The drop in memory use was quite an amount really. They really did their homework on this one.....
on Jun 25, 2008
great! that's what I was hoping for the most.

after 10-12 hours of work my firefox sometimes would stack up to 1GB and more slowing it down so much I have to restart it 3-4 times a day.

now the bad thing is I still have to use firefox 2 for development because it will be the dominant fox for many more month.

I'll probably have to wait until they decide to stop releasing updates and security fixes for f2...

until then it's quadruple browser time
on Jun 25, 2008
The drop in memory use

For GalCiv2.com on my computer, the memory use goes like 45,180Kb in Firefox 2 vs 54,140Kb in Firefox 3. That is for portable installations, which have no add-ons.
on Jun 25, 2008
For GalCiv2.com in my computer, the memory use goes like 45,180Kb in Firefox 2 vs 54,140Kb in Firefox 3. That is for portable installations, which have no add-ons.


Try browsing with multiple tabs and you'll likely see the improvement.
on Jun 25, 2008
Okay, I opened galciv2.com, gmail.com (and signed in), digg.com, bbc.co.uk and portableapps.com.

Firefox 3: 85,749
Firefox 2: 74,312
Firebird 0.7: 49,448
on Jun 25, 2008

Firefox 3 is teh win!

on Jun 26, 2008
Okay, I opened galciv2.com, gmail.com (and signed in), digg.com, bbc.co.uk and portableapps.com.Firefox 3: 85,749Firefox 2: 74,312Firebird 0.7: 49,448


Five isn't what I'd call "multiple"

When I'm doing my rounds, I typically have about 40-60 tabs open at once.
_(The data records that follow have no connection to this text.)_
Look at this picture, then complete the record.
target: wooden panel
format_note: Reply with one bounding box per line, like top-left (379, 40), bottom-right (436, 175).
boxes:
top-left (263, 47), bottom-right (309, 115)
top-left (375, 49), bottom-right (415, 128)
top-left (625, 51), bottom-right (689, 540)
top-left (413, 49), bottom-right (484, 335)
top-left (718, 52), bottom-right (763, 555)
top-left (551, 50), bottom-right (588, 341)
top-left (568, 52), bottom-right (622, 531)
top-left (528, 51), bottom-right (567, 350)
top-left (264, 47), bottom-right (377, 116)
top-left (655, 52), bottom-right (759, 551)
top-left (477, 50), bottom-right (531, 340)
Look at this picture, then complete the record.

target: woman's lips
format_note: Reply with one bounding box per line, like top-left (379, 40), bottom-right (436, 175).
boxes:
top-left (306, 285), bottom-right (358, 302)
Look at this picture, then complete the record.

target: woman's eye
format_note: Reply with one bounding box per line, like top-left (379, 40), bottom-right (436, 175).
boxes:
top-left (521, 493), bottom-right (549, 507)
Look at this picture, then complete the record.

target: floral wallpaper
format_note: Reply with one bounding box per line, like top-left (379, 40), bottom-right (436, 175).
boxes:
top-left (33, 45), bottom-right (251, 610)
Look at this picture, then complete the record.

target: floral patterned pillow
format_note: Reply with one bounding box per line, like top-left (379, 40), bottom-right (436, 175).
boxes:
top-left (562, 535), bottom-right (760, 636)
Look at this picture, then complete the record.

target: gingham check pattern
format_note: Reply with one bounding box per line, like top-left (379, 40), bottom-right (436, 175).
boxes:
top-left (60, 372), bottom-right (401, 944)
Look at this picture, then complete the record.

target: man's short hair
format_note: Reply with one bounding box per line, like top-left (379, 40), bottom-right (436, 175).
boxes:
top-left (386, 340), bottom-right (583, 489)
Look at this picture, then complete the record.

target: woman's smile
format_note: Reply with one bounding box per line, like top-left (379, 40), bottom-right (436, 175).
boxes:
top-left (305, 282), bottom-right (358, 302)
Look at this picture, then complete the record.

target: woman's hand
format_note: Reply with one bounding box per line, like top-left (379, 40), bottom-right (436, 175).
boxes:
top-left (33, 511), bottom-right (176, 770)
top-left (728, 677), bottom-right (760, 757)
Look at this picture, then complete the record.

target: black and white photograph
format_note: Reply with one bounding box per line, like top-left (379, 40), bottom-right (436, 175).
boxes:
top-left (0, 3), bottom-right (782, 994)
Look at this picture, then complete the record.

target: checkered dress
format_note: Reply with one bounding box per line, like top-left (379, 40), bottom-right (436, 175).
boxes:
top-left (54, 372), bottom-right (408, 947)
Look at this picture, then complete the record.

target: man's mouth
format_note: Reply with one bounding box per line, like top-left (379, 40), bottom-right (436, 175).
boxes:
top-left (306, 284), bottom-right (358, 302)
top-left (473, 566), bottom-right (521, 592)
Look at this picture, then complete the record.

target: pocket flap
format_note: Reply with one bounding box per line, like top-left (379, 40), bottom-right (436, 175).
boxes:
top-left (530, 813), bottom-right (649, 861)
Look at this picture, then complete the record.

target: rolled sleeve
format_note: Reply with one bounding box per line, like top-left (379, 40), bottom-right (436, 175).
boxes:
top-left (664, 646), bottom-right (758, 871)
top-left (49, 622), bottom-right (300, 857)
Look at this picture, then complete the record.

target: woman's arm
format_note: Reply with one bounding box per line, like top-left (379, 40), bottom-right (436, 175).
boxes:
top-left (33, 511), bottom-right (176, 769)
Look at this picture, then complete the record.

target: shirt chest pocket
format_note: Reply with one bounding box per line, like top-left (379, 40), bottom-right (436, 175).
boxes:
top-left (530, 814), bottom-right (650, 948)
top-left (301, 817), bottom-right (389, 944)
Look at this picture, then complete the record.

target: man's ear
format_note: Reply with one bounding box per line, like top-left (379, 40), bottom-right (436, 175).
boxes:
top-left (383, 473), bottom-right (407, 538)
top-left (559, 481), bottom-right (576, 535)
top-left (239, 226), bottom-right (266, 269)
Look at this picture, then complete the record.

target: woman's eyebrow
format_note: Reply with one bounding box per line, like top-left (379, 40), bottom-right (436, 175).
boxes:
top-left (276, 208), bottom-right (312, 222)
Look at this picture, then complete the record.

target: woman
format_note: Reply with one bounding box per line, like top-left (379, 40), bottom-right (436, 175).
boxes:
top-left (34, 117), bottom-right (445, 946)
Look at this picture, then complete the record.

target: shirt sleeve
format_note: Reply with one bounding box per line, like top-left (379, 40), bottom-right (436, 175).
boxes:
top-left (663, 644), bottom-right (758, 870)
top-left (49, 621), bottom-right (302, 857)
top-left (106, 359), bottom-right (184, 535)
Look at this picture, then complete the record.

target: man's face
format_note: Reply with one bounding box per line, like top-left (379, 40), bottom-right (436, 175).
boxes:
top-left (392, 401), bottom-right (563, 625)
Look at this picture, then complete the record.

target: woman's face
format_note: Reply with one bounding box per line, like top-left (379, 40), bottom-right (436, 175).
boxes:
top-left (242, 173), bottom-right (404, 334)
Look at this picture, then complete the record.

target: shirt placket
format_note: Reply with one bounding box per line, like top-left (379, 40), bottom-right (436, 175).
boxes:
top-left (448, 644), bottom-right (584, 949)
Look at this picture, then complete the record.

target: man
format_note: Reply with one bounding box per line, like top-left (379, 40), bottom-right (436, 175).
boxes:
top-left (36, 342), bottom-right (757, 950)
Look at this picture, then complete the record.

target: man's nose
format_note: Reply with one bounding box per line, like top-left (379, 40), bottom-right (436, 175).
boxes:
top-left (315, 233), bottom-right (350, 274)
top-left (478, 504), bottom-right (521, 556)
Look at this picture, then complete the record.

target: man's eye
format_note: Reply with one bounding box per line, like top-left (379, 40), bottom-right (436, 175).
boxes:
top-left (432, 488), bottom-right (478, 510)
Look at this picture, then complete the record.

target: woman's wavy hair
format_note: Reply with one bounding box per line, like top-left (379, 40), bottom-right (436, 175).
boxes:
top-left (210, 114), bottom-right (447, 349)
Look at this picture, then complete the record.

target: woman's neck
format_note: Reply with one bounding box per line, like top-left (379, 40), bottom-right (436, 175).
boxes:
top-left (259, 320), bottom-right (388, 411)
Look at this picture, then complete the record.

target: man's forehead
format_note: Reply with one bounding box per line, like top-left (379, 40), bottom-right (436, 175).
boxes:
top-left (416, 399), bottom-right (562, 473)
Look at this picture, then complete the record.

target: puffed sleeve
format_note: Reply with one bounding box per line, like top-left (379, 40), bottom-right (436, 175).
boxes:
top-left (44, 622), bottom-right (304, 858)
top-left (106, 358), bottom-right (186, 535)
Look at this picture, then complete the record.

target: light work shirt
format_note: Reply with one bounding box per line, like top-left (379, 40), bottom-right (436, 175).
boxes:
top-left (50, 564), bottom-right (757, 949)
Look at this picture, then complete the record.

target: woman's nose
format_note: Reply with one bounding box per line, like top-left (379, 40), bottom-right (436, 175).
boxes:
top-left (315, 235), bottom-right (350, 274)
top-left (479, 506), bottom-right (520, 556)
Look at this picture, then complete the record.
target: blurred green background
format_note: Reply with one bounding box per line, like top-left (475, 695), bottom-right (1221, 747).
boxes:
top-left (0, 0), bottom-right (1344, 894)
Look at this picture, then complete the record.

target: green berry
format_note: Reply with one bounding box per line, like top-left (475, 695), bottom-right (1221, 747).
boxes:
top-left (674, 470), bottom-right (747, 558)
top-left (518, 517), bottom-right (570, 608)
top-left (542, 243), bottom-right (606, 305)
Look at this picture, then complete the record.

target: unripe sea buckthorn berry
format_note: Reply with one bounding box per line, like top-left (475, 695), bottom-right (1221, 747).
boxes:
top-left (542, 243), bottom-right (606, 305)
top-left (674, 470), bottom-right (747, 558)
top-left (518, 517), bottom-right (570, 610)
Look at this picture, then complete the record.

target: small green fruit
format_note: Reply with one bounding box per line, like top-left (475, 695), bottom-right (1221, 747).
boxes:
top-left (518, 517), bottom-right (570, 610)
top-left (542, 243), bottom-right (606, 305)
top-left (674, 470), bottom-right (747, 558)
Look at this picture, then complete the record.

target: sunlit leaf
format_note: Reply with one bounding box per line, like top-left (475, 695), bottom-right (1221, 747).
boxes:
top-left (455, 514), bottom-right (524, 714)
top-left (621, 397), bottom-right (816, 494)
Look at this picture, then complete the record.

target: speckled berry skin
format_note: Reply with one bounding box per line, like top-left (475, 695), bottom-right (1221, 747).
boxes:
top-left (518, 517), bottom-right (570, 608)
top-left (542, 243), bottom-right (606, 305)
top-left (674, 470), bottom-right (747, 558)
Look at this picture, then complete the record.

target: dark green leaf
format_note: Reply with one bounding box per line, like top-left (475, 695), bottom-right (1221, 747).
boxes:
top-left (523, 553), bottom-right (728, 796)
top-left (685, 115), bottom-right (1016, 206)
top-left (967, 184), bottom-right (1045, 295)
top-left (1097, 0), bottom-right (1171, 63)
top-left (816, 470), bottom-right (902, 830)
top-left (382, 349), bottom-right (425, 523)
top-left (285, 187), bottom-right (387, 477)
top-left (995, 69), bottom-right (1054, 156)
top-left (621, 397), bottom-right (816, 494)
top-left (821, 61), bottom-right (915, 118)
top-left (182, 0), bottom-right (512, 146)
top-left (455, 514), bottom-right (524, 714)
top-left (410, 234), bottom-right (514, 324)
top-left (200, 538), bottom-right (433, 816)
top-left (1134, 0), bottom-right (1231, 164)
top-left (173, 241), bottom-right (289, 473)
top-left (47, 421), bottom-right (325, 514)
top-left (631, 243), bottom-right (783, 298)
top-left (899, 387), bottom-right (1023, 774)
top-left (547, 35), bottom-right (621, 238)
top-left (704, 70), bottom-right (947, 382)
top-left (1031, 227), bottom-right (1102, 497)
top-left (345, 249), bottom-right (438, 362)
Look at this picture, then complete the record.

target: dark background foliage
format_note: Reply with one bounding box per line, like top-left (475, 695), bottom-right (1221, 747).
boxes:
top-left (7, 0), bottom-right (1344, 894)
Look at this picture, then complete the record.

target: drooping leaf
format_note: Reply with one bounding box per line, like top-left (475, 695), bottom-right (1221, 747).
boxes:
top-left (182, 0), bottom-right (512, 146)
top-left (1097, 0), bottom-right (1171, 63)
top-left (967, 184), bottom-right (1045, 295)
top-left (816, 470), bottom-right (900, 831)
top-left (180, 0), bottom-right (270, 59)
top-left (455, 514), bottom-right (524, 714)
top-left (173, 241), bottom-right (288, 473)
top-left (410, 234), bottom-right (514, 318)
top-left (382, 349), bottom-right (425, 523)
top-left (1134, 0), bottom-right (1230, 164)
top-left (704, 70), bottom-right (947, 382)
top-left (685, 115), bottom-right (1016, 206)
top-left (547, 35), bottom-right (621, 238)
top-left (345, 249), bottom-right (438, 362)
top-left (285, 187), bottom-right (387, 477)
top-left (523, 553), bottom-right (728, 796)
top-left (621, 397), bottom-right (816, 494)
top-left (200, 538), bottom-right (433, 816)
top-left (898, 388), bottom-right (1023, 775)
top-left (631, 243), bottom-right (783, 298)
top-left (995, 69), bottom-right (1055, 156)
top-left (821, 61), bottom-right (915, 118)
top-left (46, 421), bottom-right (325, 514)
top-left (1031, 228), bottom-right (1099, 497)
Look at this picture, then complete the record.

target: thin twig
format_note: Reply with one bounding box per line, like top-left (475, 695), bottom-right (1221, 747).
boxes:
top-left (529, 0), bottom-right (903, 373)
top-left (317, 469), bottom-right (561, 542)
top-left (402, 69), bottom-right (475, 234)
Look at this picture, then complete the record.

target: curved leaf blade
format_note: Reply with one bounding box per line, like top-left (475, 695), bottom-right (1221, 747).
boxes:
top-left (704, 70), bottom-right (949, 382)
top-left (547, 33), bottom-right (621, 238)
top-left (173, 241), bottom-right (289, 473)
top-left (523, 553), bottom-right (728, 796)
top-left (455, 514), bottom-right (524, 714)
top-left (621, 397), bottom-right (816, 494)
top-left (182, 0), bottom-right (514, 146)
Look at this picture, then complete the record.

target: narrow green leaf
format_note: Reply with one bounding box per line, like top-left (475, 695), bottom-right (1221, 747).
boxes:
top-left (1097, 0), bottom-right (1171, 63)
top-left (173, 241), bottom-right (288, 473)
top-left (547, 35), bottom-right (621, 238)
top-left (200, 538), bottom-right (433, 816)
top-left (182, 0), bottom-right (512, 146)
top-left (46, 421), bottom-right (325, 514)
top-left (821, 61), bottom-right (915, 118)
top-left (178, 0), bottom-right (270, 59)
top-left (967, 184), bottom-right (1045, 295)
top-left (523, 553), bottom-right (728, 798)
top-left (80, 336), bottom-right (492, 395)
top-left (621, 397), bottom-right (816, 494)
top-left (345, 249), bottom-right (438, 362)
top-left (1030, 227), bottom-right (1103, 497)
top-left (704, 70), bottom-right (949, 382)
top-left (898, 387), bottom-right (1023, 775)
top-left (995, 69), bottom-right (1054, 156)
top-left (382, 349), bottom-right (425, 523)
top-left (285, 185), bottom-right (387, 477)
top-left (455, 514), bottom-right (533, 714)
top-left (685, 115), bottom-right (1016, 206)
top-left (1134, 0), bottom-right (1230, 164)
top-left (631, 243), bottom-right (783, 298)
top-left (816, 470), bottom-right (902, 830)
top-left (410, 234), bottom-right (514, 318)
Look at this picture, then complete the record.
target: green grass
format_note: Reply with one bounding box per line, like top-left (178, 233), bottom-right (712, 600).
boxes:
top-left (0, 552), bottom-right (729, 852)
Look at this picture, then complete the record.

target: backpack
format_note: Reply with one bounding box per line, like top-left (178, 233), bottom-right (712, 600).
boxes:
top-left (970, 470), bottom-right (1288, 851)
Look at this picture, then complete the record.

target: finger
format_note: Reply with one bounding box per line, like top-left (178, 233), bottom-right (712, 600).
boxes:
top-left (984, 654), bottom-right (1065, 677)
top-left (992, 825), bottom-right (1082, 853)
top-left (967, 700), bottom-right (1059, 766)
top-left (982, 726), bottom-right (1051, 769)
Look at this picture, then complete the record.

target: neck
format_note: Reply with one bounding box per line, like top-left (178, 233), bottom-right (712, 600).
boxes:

It starts to add up then, and with FF1/FF2, the memory tends to not be released entirely when those tabs are closed and another round gets opened. Repeat, and it adds up fast.

Paging through links in each tab is also a factor, as FF keeps the prior pages in memory for fast back navigation as well.
on Jun 27, 2008
Hm... Running it on my laptop now without portable apps stuff. I guess they did improve memory management. At some point it was something like 33meg, which is smaller than after startup. Weird.
on Jun 27, 2008
40-60 tabs? Wow, that's a lot, that's got to be pretty uncommon right? Don't most people just, like, close them when they're done?

Anyway, I don't really get the FF3 fanboyism. Was using FF2 before, but now I'm trying out Opera 9.5 at the moment and it's really nice (though I have ff3 installed too). I know the FF addons are a big part of the pull, but I just can't be arsed to go looking for them, I have very simple browsing needs and Opera seems to cater for them just fine in the default package without needing to go searching, downloading, trying and updating addons.
on Jun 27, 2008
40-60 tabs? Wow, that's a lot, that's got to be pretty uncommon right?

It is a weird way to use tabs, primarily because there is no good way to navigate that many. Even TabMixPlus (which is not yet ported to FF3). That's not to say memory management can be ignored.

I wish FF3 improved startup time too, because is quite noticeable on Windows and really, really long on FreeBSD/xfce. It's one thing when you surf, it's another thing when you just want to open some javadoc from an IDE.

Anyway, I don't really get the FF3 fanboyism.

Me neither, and that's coming from someone still using FF as a primary browser since Firebird times.
on Jun 27, 2008
It is a weird way to use tabs, primarily because there is no good way to navigate that many.


Eh, not really. It's basically just from opening an entire page worth of threads from the recent posts lists at once, then going through each thread and closing them as I go.